Para su realización, sin embargo, se necesita de un particular sistema de anclajes y un excelente ojo fotográfico -además de una buena mano de Photoshop- para elegir, sin verlo, el momento exacto de la toma.

Foto: Rig Shots
El retoque digital también juega un papel importante en estas imágenes.

La empresa australiana Rig Shots está especializada en este tipo de estructuras y desde su página web ofrece múltiples combinaciones para lograr las fotografías más impactantes.

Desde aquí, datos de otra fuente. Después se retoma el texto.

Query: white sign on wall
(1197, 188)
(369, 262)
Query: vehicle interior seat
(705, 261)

Más que compleja, es un tipo de fotografía muy delicada que exige una preparación al milímetro y un cuidado extremo a la hora de colocar la cámara. Hay que tener en cuenta que una vez instalado el equipo y comenzado el recorrido no es posible mover la estructura, por lo que se ha de planificar cada toma al detalle.

Foto: Rig Shots
Un sofisticado soporte y velocidades de obturación relativamente lentas permiten obtener tomas como ésta.

El mayor inconveniente de estas tomas radica en que no puede hacerse una fotografía a una velocidad muy rápida porque el movimiento de la rueda se congela, restándole ello valor estético a la imagen. Por tanto, hay que disparar con una velocidad relativamente lenta, y lenta en fotografía es muchas veces sinónimo de trepidación, y si a esa trepidación sumamos un vehículo en marcha...

El secreto, cuentan los expertos, es encontrar la relación optima entre velocidad de obturación y velocidad del vehículo para que, conduciendo despacio, se cree la ilusión de que se iba mucho más rápido.